Иван поехал домой, к маме. Пока он разувался в прихожей, зазвонил телефон.

Тесть сообщил, что пришло письмо от Оксаны, и пригласил в воскресенье Тупицыных на борщ с пампушками и драники. Иван сослался на дежурство и пообещал заскочить за письмом в понедельник после суток, а мама вряд ли пойдет в гости одна. По телевизору, кроме однообразной рекламы МММ в виде бабочек и дебильного Лени Голубкова, фирмы «Партия» с логотипом в виде мельницы и банков, обещающих огромные проценты по вкладам, шли латиноамериканские сериалы, которые почему-то обожала мама. А в новостях, рассказывали о митингах и протестах коммунистов в разных городах страны. Но именно сейчас об этом совсем не хотелось узнавать. Иван понимал, что это страусиная тактика. Закрытые глаза и уши не избавляют от событий, они избавляют только от информации. Проблем это не решает.

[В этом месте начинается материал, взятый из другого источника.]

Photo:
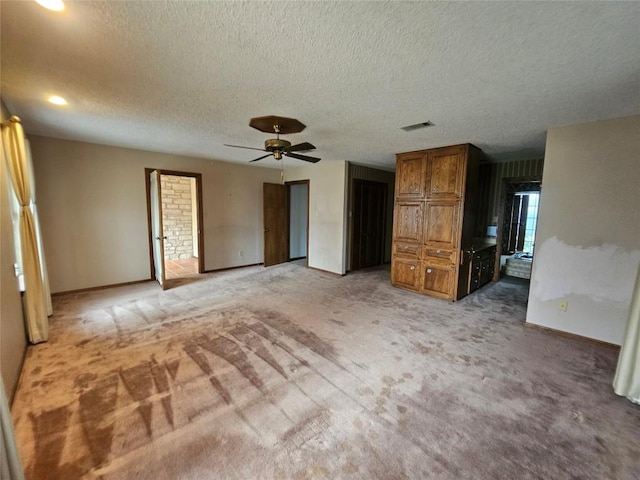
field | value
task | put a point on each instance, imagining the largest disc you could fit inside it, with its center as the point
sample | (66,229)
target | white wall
(327,213)
(588,236)
(298,210)
(13,339)
(93,211)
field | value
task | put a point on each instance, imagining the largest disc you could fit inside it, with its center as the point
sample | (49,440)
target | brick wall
(176,217)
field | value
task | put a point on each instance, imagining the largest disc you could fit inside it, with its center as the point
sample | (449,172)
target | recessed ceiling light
(56,100)
(410,128)
(55,5)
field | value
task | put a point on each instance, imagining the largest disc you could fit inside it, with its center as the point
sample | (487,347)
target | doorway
(369,214)
(299,221)
(286,222)
(174,209)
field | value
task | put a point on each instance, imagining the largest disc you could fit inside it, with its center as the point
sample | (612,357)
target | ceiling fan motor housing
(276,144)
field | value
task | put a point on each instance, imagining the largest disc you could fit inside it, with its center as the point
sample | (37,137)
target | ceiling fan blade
(260,158)
(248,148)
(302,157)
(300,147)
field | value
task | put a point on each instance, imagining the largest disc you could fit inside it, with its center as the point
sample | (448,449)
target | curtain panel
(627,380)
(34,302)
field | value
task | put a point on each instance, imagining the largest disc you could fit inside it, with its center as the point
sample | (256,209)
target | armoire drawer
(407,249)
(444,254)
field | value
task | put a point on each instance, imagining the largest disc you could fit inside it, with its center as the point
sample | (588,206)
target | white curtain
(627,380)
(35,303)
(36,219)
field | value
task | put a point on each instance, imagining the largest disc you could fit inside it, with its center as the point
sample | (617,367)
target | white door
(156,229)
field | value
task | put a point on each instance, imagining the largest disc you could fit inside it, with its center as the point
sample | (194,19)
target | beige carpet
(291,373)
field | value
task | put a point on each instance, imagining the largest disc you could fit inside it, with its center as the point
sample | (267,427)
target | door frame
(288,184)
(382,234)
(199,216)
(506,182)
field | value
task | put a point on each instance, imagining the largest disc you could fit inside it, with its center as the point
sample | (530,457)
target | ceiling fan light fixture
(417,126)
(57,100)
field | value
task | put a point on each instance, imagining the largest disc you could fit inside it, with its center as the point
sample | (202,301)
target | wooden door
(442,224)
(445,172)
(157,233)
(411,172)
(276,224)
(438,280)
(405,272)
(407,222)
(369,202)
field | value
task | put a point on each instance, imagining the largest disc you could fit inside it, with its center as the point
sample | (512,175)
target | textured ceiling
(186,77)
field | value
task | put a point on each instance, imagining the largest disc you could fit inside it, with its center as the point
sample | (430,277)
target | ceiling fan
(276,146)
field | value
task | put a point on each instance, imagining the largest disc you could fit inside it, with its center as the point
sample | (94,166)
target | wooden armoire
(434,220)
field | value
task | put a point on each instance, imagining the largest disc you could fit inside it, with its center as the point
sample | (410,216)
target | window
(523,221)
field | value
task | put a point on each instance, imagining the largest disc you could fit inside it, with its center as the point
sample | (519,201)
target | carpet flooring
(292,373)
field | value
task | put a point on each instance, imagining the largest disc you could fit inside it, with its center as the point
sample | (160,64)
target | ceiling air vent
(417,126)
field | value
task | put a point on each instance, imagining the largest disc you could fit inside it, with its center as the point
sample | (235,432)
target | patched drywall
(596,272)
(327,213)
(588,235)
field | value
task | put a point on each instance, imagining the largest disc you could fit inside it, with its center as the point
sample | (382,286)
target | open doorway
(517,227)
(299,221)
(174,207)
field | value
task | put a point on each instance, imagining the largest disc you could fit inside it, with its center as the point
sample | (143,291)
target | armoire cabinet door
(445,172)
(405,272)
(441,224)
(407,221)
(411,172)
(438,280)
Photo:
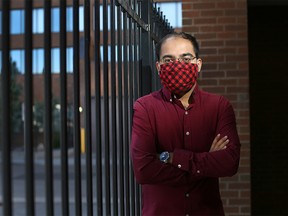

«Кто владеет информацией, тот владеет миром» — изречение Дэвида Рокфеллера [13]. Иван знал это, хотя «главный буржуин [14]», как называли богатейшего империалиста и создателя Билдербергского клуба в семье Тупицыных, ему очень не нравился ни внешне, ни делами своими.

Принудив себя ознакомиться с текущими событиями в стране и мире, Иван ушел в свою комнату. Там он раскрыл «Щит и меч», погрузившись в приключения советского разведчика Иогана Вайса в фашистской Германии во время Второй Мировой войны, которая вот–вот перерастет в войну Отечественную.

Иван понимал, почему Москвичов посоветовал изучать эту книгу. Вайсу не надо было постоянно бороться с ощущением, что кругом нет врагов, но он постоянно должен был находиться в роли прусского шофера, солдата, фашиста, при этом оставаясь советским человеком и комсомольцем или коммунистом, думать о задании и сборе информации, не столько анализируя ее, сколько пытаясь определить ценность.